With the right information, farmers and local governments can be proactive rather than reactive in their response to these challenges, and in doing so, improve food security. It is this information that Ndungu and SERVIR aim to provide. The Regional Centre for Mapping of Resources for Development (RCMRD) in Kenya, which hosts SERVIR’s Eastern and Southern Africa hub, helps bridge data and science with decision makers to support decision making processes that reduce risk.

“One project that has had an impact on food security in East Africa is our crop monitoring project,” Ndungu said. “Crop monitors are web-based portals that make it easy for non-technical people to access observational tools that incorporate satellite and ground data in order to make better agricultural decisions.”

Ndungu has lead the integration of these crop monitoring tools, developed by NASA Harvest researchers at the University of Maryland in close partnership with agricultural experts of the GEOGLAM Crop Monitor initiative, into crop monitor systems in Kenya, Rwanda and Ethiopia.

The tools – which incorporate satellite data on vegetation conditions, soil moisture, rainfall, and land use – produce localized maps of where plants are growing and how healthy they are. They can also indicate where and to what extent drought conditions may become problematic.

While the crop monitors are a success story, getting to the point where tools and services like this are widely implemented and sustainable – which is the ultimate goal –takes time.

“It takes a high level of engagement. You cannot just call someone in the government today and then call again in six months and expect to have made progress,” Ndungu said. “But through consistent communication and consultation, often over several years, you end up co-creating something that meets their needs and the buy-in and commitment to make it happen.”

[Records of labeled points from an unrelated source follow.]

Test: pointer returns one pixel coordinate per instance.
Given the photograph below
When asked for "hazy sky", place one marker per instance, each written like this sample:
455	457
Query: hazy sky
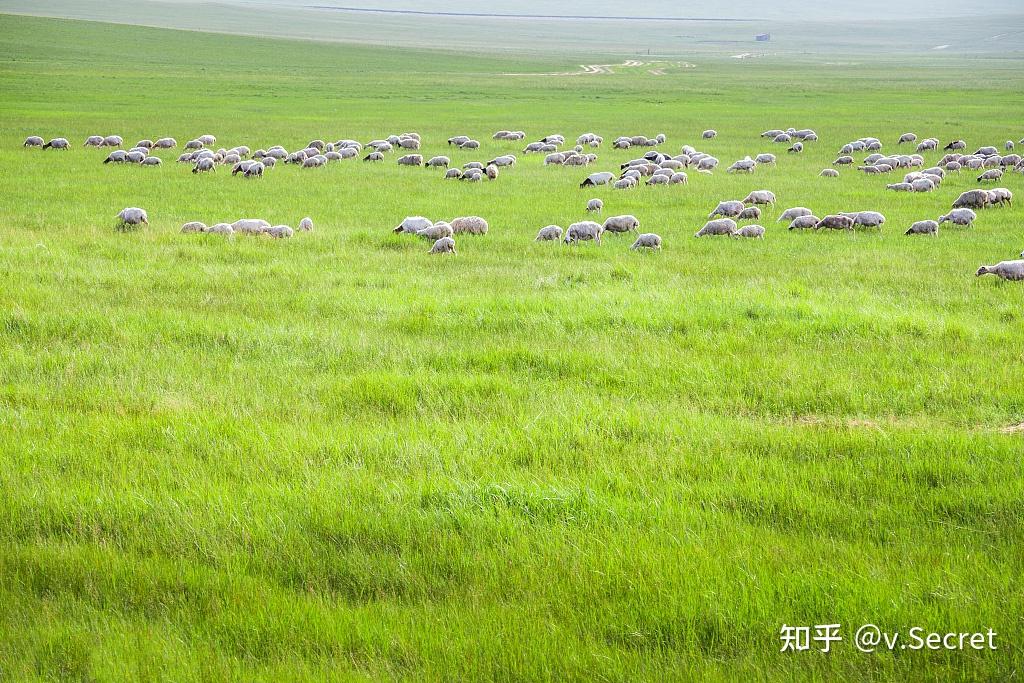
769	9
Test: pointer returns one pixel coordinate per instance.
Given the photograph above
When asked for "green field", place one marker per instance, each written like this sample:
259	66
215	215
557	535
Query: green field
338	458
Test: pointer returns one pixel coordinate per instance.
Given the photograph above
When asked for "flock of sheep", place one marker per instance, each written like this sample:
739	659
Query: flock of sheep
657	167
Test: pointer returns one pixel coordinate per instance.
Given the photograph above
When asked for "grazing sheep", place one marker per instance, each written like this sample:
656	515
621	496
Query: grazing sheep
281	231
804	222
924	227
251	225
961	216
470	224
719	226
131	218
760	197
1000	196
436	231
1006	269
602	178
413	224
624	223
443	246
973	199
795	212
549	233
900	186
584	231
647	241
728	209
836	222
756	231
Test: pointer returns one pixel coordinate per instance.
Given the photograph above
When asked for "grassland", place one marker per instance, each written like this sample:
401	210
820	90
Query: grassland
336	458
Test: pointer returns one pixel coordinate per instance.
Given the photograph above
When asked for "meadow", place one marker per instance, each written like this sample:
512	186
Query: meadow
338	458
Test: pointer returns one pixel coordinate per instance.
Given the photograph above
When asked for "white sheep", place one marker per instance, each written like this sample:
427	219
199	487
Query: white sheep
647	241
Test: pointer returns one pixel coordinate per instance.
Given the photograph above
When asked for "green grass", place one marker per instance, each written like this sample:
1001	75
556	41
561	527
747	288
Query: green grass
337	458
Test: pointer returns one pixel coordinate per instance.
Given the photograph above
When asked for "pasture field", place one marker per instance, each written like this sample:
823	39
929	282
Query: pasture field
338	458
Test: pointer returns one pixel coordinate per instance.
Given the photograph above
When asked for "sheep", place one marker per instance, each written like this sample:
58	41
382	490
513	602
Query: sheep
866	218
961	216
549	233
601	178
220	228
756	231
204	165
443	246
623	223
281	231
836	222
131	218
743	165
795	212
584	231
647	241
251	225
469	224
924	227
413	224
1000	196
804	222
1013	270
973	199
719	226
728	209
760	197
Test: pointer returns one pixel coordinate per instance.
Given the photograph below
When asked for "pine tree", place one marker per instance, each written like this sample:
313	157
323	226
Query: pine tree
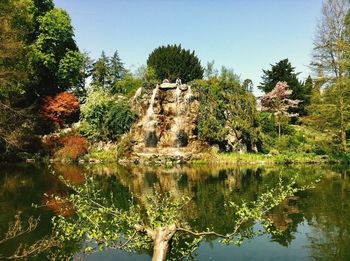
172	61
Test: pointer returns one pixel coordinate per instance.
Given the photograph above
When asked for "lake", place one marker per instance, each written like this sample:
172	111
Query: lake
315	223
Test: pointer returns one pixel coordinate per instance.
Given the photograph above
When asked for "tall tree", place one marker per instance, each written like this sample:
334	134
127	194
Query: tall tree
172	61
278	102
55	57
331	61
117	70
329	53
282	71
227	114
101	72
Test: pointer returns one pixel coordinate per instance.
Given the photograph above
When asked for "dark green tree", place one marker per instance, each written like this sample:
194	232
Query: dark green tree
280	72
283	71
228	115
172	61
117	70
100	72
52	53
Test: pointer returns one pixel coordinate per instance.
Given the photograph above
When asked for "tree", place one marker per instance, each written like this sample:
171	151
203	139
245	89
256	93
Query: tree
55	57
13	62
331	61
16	122
277	102
117	70
329	53
101	73
280	72
227	114
60	108
210	70
159	223
105	117
172	61
330	110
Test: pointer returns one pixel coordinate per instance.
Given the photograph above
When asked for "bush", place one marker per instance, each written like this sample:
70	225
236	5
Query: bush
105	117
73	148
172	61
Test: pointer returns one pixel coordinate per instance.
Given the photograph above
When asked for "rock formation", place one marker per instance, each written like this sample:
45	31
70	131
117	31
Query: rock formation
168	121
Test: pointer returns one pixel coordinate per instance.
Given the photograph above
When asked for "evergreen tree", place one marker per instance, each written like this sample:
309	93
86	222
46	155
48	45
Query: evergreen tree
101	72
54	57
117	70
284	72
280	72
172	61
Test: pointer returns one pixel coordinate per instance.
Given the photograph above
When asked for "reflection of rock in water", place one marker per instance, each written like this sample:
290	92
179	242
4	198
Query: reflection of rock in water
168	121
151	140
182	139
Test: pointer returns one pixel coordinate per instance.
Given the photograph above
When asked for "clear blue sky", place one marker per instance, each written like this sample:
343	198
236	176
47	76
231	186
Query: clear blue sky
246	35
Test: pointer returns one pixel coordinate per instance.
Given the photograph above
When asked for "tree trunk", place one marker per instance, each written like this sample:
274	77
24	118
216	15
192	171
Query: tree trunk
161	238
342	124
279	130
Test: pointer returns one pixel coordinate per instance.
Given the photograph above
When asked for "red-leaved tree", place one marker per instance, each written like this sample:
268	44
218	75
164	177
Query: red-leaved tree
277	102
60	108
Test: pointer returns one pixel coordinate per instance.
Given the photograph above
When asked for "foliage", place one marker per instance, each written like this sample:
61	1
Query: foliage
330	48
107	71
13	60
277	101
330	110
38	57
172	61
60	108
73	148
158	222
105	117
280	72
284	72
331	62
227	115
55	60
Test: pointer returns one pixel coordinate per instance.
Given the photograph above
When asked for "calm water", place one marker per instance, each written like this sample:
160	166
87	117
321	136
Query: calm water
316	222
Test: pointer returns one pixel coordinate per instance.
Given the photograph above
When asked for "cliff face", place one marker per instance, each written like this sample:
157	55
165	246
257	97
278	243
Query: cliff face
168	121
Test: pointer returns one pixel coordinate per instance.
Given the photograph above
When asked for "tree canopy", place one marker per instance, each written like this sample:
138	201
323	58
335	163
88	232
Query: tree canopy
172	61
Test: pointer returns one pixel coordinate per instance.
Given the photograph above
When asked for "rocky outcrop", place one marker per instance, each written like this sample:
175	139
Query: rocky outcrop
168	122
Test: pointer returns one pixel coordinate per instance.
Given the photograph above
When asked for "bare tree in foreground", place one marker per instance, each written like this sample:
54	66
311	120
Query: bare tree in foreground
160	224
19	228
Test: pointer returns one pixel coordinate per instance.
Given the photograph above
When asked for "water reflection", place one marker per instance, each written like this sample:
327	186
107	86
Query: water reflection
316	223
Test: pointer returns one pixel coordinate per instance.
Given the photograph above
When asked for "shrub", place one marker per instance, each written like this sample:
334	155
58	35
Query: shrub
73	148
61	108
105	117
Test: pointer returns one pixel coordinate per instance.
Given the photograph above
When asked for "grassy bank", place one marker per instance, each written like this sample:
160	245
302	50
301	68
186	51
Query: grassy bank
258	158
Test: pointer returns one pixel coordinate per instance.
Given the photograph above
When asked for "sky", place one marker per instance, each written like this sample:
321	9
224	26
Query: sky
245	35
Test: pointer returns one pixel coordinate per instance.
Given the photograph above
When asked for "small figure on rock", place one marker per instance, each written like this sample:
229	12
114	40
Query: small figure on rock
178	81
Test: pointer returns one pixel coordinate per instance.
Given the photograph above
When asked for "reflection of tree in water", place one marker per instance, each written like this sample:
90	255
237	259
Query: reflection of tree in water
211	187
327	211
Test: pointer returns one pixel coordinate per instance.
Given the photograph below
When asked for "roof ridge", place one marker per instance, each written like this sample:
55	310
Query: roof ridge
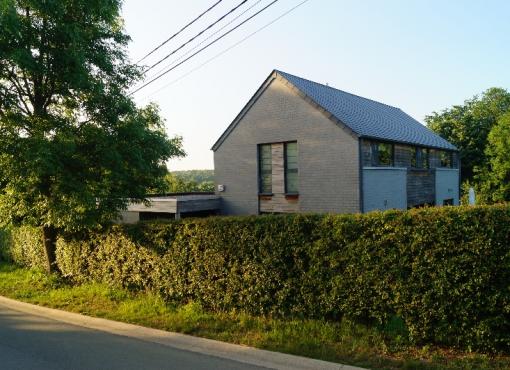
334	88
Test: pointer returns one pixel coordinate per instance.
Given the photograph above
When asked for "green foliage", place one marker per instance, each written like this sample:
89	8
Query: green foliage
74	148
199	176
434	275
22	245
190	181
467	126
345	341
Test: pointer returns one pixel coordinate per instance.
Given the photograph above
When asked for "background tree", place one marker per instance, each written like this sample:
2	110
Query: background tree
74	148
494	180
467	126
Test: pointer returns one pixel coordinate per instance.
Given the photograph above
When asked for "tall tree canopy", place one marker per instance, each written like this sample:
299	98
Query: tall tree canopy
74	148
494	180
467	126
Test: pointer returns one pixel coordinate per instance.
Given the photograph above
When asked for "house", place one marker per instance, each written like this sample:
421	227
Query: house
300	146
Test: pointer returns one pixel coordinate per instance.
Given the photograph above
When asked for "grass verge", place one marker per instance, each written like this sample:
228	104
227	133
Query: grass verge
345	342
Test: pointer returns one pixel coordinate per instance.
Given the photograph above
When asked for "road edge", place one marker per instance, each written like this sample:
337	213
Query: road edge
235	352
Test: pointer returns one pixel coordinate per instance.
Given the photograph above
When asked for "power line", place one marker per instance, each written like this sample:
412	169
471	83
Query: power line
178	32
207	38
202	49
197	35
226	50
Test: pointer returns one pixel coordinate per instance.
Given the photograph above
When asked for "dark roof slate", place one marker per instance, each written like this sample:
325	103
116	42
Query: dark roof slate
368	118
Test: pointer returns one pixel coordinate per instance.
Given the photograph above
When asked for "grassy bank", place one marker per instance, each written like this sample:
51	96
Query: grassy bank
344	342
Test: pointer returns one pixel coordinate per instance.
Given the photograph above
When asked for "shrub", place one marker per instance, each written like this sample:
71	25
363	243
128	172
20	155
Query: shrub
444	271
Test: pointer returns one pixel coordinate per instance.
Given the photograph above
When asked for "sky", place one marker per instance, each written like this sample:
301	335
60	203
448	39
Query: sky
421	56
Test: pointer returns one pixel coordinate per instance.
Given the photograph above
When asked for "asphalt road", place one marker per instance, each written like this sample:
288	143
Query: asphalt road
33	342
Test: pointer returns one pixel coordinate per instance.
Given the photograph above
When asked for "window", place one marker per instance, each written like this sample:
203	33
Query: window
445	159
448	202
382	154
265	169
420	158
291	168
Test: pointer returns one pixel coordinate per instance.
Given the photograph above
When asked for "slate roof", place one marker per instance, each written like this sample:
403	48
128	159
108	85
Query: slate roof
368	118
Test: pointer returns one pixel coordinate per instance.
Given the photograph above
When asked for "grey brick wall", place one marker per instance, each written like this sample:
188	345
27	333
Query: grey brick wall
328	154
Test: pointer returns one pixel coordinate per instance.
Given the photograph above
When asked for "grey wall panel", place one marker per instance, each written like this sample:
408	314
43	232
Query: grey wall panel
447	185
384	188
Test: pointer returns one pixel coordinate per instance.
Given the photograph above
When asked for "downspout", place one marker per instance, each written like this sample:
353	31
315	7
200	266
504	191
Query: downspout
360	175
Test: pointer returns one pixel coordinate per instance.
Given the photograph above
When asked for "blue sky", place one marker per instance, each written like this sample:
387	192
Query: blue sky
421	56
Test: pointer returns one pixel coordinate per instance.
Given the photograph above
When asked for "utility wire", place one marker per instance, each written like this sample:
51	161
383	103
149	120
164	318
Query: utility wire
178	32
207	38
202	49
197	35
226	50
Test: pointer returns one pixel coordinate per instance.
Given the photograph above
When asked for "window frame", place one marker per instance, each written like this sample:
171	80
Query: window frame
421	161
374	148
449	158
261	172
286	169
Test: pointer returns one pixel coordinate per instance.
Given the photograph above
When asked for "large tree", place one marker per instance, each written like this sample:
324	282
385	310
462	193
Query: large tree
494	179
74	148
467	126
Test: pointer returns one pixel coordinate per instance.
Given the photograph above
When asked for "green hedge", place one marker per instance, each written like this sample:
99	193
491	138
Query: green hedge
444	271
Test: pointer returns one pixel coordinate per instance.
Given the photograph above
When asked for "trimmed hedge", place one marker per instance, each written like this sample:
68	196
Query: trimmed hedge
444	271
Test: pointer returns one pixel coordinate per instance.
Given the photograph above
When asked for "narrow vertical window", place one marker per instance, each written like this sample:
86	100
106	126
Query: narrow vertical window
291	168
445	159
265	169
420	158
382	154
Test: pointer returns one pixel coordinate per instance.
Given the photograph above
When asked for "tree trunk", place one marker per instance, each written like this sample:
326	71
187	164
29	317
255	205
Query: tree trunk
50	246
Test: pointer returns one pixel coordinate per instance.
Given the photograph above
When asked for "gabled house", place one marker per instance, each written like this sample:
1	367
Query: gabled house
300	146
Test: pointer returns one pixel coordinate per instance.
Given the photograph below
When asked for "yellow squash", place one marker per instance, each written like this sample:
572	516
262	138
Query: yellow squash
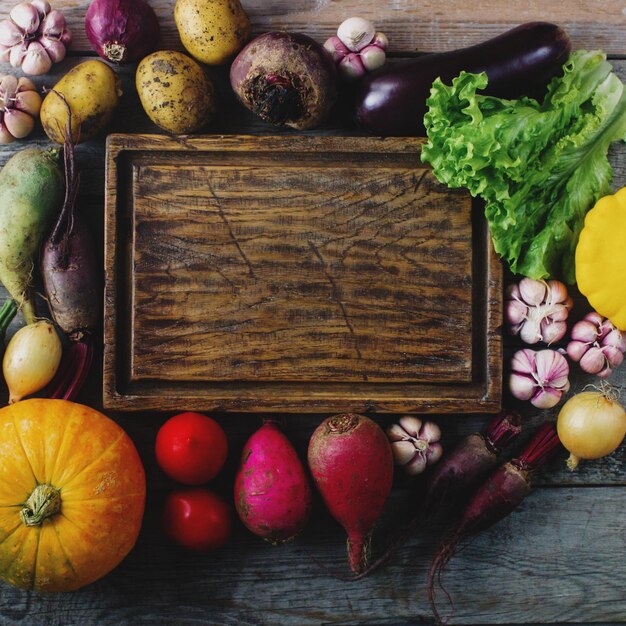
92	91
601	258
72	494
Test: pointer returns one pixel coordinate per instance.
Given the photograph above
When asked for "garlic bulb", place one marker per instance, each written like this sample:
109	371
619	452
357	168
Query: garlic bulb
537	310
597	345
541	377
19	107
415	444
34	37
357	48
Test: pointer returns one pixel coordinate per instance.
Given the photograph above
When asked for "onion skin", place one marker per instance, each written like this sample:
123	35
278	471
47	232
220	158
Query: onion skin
591	425
392	100
287	79
122	30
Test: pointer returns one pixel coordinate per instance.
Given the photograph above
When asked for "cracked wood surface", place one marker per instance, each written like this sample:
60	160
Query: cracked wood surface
306	263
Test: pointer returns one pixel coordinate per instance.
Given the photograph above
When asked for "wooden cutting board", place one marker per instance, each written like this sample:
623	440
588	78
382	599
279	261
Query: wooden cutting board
295	273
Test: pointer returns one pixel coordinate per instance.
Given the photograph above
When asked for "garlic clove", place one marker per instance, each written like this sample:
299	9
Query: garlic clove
585	331
29	102
18	123
55	49
5	135
576	350
42	7
430	432
530	331
395	432
5	53
411	424
337	48
523	362
17	54
381	40
351	66
593	360
403	452
416	465
356	33
434	453
54	25
552	331
36	61
26	16
533	292
10	33
373	57
546	398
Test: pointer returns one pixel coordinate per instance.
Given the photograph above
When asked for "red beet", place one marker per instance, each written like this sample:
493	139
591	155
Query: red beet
352	465
496	498
272	491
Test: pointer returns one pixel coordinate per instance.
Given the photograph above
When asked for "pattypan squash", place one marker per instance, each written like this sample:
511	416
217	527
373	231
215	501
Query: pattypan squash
601	258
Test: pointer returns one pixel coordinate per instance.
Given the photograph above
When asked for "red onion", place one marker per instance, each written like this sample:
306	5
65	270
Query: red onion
122	30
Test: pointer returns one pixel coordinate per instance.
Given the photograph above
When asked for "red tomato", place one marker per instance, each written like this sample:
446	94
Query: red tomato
197	519
191	448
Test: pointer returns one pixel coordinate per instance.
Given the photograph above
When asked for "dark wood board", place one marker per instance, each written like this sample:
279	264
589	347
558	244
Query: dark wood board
295	273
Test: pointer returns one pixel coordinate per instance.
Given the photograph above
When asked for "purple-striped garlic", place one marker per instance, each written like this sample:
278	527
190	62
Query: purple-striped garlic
597	345
537	310
415	444
539	376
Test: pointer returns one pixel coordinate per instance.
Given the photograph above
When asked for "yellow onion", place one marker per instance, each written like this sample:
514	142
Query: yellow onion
31	359
591	425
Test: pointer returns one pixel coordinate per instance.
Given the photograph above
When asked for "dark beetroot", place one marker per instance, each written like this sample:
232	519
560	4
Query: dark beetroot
392	100
287	79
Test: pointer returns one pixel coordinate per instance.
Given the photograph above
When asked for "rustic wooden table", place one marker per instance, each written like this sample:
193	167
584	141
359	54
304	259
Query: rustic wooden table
558	559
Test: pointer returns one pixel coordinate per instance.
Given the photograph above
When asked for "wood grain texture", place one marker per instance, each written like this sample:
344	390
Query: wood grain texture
425	26
294	273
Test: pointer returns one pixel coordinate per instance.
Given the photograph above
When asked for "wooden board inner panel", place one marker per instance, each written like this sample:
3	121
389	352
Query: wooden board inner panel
276	265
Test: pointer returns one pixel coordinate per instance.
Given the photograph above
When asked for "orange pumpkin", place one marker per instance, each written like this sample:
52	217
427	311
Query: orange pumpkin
72	494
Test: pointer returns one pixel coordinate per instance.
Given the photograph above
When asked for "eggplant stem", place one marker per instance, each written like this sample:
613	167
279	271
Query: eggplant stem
7	313
73	371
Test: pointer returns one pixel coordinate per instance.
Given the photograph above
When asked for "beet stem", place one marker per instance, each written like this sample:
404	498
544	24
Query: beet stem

In some areas, the SERVIR Eastern and Southern Africa hub is also working to get satellite and crop health data incorporated into crop insurance programs. Rather than having to inspect farms in person, stakeholders can assess the health of farms – and quickly identify areas in need of financial assistance – without needing to send staff into the field. In Kenya, this little bit of automation has already reduced the cost of providing crop insurance by 70%.

The Lower Mekong Basin

Nearly 5,000 miles away, in Southeast Asia’s Lower Mekong Basin, food security and economic prosperity are largely contingent on a crop dubbed “white gold” by farmers: rice. In 2020 alone, the region – which includes Cambodia, Laos, Thailand, Myanmar and Vietnam – exported $6.8 billion worth of it.

“Rice is a very water-intensive crop. You need lots of water to grow it,” said Susantha Jayasinghe, Agriculture and Food Security Lead for SERVIR’s Mekong hub, hosted at the Asian Disaster Preparedness Center in Thailand. “What we learned from the countries and agencies working closely on agriculture and food security in the region is that they didn’t have a good information system to monitor and forecast drought and water availability, so this is where we began.”

Working closely with the Mekong River Commission (MRC) and other regional and national partners, SERVIR-Mekong brought together satellite imagery, ground-based measurements, and local expertise to produce water resource maps, drought forecasts, and other online data resources. These products help the MRC and other agencies prepare for and respond effectively to drought. They’re available at the regional level in several Lower Mekong countries and at the provincial level in Vietnam.